By news editor, on 30 January 2012

David Wengrow on Stephen Quirke: ‘Object of Egypt: Outside the Time Frame’, held on 23 January.

In his inaugural lecture as Edwards Professor of Egyptian Archaeology and Philology, Stephen Quirke – who is also Curator of UCL’s Petrie Museum of Egyptian Archaeology – delivered a radical and highly personal vision of the future of Egyptology.

Invoking Walter Benjamin in On the Concept of History, Professor Quirke explained to a full auditorium how the collection, for him, is a problematic legacy of foreign (and often unwelcome) intervention in Egypt’s cultural past: an assemblage of unstable “monads”, overflowing with tensions and “waiting to explode”.

The talk began with the Arab Spring, moving back through the history of Egyptian archaeology, viewed not just from the standpoint of European scholars and explorers, but also through the eyes of Egyptian observers such as Al-Jabarti.

It ended at the recently established cultural village of New Hermopolis, devoted to the revitalisation of Middle Egypt through alternative forms of tourism and education.

There was also a vote of thanks from Dr Ayman El-Desouky of SOAS, who acknowledged Stephen’s quiet but fundamental role in the establishment of their Centre for Cultural, Literary and Postcolonial Studies: a ‘hidden hand’, evoking the title of Stephen’s own (2010) book, which uses the archives of Flinders Petrie’s excavations to bring to light the biographies of those Egyptian archaeologists who have been largely written out of the subject’s history.

El-Desouky spoke of Stephen’s radical scholarship, grounded in an uncanny ability to discern the silences and absences that frame orthodox knowledge, such as the muting of Arabic and African languages as sources for understanding ancient Egyptian texts and material culture.

There was, however, no trace of polemic in Professor Quirke’s lecture.

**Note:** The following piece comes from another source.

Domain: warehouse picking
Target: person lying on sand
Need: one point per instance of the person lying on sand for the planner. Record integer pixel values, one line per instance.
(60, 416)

It was delivered with a characteristic gentleness and modesty that has endeared him to colleagues, students and to an international public, not least in Egypt itself.

In marking his elevation to the Edwards Professorship, Stephen chose to largely set aside his own remarkable track-record of Egyptological scholarship – including some 18 monographs and 40 academic papers – preferring instead to destabilise our assumptions about what constitutes Egyptological knowledge, and to confront us with the prospect of a new and less strident Egyptology, written from the margins rather than the centres of power.

Prof Quirke’s lecture is one of a series of 75th anniversary inaugural lectures being held in 2012 to mark the Institute’s 75 years leading global archaeology. Further details of all anniversary events are available on the Institute’s dedicated 75th anniversary webpages

David Wengrow is Professor of Comparative Archaeology at the UCL Institute of Archaeology. His research interests include early state formation, cognitive and evolutionary approaches to culture and prehistoric art and aesthetics.